Now everyone is excited, jumping in with their particular tic: politicians who put things up their bottoms, and the one about the lesbian journalists, and then some film star who took a shit, literally, on a beautiful black woman, this last from Sarah.

‘Oh, come on,’ says Frank.

‘Come on, what?’

‘It’s just because she’s black.’

‘Well, exactly.’

‘I mean, the story is just because she’s black.’

‘Oh, Frank,’ says Sarah. ‘Oh, you poor boy,’ and she squeezes his forearm.

Frank gets up then and goes to the counter and there is a pause around the table. He swings back with the coffee cups and says to Fiach, ‘I was looking for a camera in the duty free last month, but it’s all gizmos and auto-focus. Like for eejits.’

Sarah snorts into her glass of wine. Then she just keeps laughing. Fiach looks at her and says, ‘Don’t bother. I started with a second-hand Olympus. Bog basic. Lovely thing.’

‘Olympus,’ says Frank, but before Fiach can turn away from her, Sarah says, ‘Fiach likes taking pictures. Don’t you, Fiach?’
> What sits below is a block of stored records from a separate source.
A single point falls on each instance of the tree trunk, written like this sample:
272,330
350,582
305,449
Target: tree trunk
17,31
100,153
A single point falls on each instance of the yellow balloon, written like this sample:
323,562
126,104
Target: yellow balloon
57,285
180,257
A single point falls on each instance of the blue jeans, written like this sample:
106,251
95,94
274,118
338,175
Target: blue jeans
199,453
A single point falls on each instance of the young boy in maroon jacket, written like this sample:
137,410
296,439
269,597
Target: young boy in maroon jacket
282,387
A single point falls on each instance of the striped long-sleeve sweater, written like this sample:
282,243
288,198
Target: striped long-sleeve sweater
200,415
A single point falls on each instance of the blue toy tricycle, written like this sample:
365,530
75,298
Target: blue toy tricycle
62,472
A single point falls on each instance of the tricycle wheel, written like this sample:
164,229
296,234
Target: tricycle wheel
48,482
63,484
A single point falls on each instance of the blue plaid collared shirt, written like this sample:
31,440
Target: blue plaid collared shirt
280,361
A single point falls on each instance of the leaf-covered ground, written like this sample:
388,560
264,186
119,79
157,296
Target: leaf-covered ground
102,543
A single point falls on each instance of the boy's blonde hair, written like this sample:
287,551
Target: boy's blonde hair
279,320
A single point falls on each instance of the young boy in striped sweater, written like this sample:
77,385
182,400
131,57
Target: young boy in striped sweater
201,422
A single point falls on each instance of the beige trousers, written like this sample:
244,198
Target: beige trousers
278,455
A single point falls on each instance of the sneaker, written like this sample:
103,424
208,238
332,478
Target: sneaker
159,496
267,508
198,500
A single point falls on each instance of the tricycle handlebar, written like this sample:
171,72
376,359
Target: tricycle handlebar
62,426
Then it is her turn to get up. She leaves the room and the two boys talk on about cameras and she doesn’t come back. I think she’s left the flat; I think she’s in the other room doing something dreadful, something I can’t even imagine. I try to think of what it might be, but whatever comes to mind isn’t really dreadful, after all.

Still, the air of it is in the room, the feel of something appalling, until Sarah comes back with her hair brushed and the eyeliner wiped away from under her left eye. She sees us looking, sweeps up her drink and decides to dance. Glass in one hand, she waves the other in the air. The skin of her underarm is dark and stained, and not particularly strawberry blonde. I say, ‘Sarah.’

‘What?’

But, as if she guesses, she lowers her arm, shimmies over and hooks her finger into the neck of Fiach’s T-shirt. She smiles close into his face. Then she gives up and slumps back into her seat.

‘Oh, for fuck’s sake,’ she says. ‘Let’s go somewhere. Let’s go for a bop.’

Which is when Frank brings out the brandy, still talking to Fiach about lenses, and I ask Sarah about her mother. Sarah hates her mother, though it is her father who is the manic depressive, probably. But it is the father she loves and the mother she despises, so we talk about this for a while. Then I tell her about Mammy taking the bottle out of the hot press and saying, ‘Well, at least I’m not drinking any more,’ as she pours herself another vodka. But it is an old conversation. It doesn’t work any more. It is time to go — or would be if Sarah weren’t so drunk. She leans back and looks at the boys and tests the edge of her front teeth with her tongue.